De líder emergente a baja de larga duración
Martin ha invertido el verano en radiografiar su plantilla. Entre todas las piezas, Nelson había ganado peso a base de minutos, liderazgo y una madurez impropia de su edad. No era solo el central joven que llegaba desde la academia de LCFC; era el futbolista que había llevado el brazalete durante la preparación, el que encarnaba la nueva etapa.
Por eso la noticia duele tanto dentro del club. El técnico, en declaraciones a Leicestershire Live, no escondió su frustración ni su tristeza. Confirmó la rotura del ligamento cruzado y una ausencia prolongada: Nelson estará fuera durante la mayor parte del curso. Habrá operación. Habrá una larga rehabilitación. Habrá paciencia.
En un verano que marchaba casi perfecto, Martin lo describió como el único gran borrón. Pero uno enorme.
Un plan que salta por los aires
La lesión llega en el peor momento posible. A las puertas del arranque oficial, con el Leicester City afinando detalles para su estreno en la Carabao Cup ante Northampton Town, Nelson estaba llamado a ser titular. Ahora, Martin debe rehacer su plan defensivo y su jerarquía de vestuario al mismo tiempo.
Sin el central de la casa, la pregunta es doble: quién entra en el once… y quién lleva el brazalete. El peso simbólico de que Nelson haya sido capitán en pretemporada no es menor. El entrenador tendrá que elegir un nuevo referente sobre el césped, mientras el joven central, aun lesionado, tratará de seguir marcando el estándar desde la banda y el vestuario.

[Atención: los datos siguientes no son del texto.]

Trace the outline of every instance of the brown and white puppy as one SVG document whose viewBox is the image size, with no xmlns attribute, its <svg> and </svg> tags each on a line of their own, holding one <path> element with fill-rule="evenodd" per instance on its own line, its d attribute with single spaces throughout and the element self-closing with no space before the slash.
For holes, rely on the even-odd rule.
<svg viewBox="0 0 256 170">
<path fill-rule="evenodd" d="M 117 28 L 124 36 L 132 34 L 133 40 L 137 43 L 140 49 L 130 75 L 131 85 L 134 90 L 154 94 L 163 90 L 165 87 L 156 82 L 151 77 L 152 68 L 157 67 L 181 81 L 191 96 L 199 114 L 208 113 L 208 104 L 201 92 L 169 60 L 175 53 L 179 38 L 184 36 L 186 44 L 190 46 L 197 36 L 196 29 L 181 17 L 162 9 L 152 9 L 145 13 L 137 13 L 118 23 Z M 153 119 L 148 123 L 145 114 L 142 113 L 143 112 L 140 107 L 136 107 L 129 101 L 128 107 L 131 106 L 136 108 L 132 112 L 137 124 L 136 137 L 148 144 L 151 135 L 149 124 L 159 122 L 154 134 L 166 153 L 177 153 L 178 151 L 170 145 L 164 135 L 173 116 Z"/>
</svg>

El golpe deportivo se mezcla con el contexto contractual. Nelson terminaba en 2027 y había despertado interés en el mercado. Dentro del club existía la determinación de retenerlo, pero ahora cualquier salida queda descartada por completo. Ya no se trata de negociar un traspaso, sino de proteger un activo clave y acompañarlo en un proceso de recuperación largo, con un nuevo acuerdo que blinde su futuro mientras vuelve a ponerse en pie.
Mercado obligado: la zaga se queda corta
Incluso antes de conocerse la gravedad de la lesión, muchos dentro y fuera del club veían imprescindible la llegada de otro central. Ahora la necesidad deja de ser debate para convertirse en urgencia.
La situación en la línea defensiva es delicada. Jamaal Lascelles se marchó al finalizar su contrato. El acuerdo de Jannik Vestergaard fue rescindido. Wout Faes continúa vinculado, pero todo apunta a que acabará saliendo. Sobre el papel, solo Harry Souttar y Caleb Okoli figuran como centrales senior naturales en la plantilla.
Demasiado poco para afrontar una temporada larga en Championship y copas. Demasiado riesgo para un equipo que quiere asentarse rápido bajo un nuevo entrenador.
La dirección deportiva deberá moverse. Un préstamo puede ser la solución más lógica a corto plazo, una forma de tapar el agujero sin bloquear el camino de regreso de Nelson cuando reciba el alta. Pero la escasez de efectivos sugiere que no bastará con un solo refuerzo. Hacen falta cuerpos, experiencia y competencia interna, ya sea con cesiones o con fichajes en propiedad.
Una recuperación que marcará el proyecto
Para Nelson, empieza ahora otra temporada, muy distinta: la de los gimnasios, las sesiones de fisioterapia, los pequeños progresos que no se ven en los titulares. El club confía en que pueda reaparecer antes de que termine la campaña, pero nadie en Leicester City se engaña: será un camino largo y exigente.
Mientras tanto, Martin debe demostrar que su idea de juego resiste incluso sin uno de sus pilares previstos. El plan cambia, el contexto se endurece, pero la exigencia no baja. La pregunta es clara: ¿cómo reaccionará este Leicester City cuando su primera gran prueba ha llegado antes incluso del primer pitido oficial?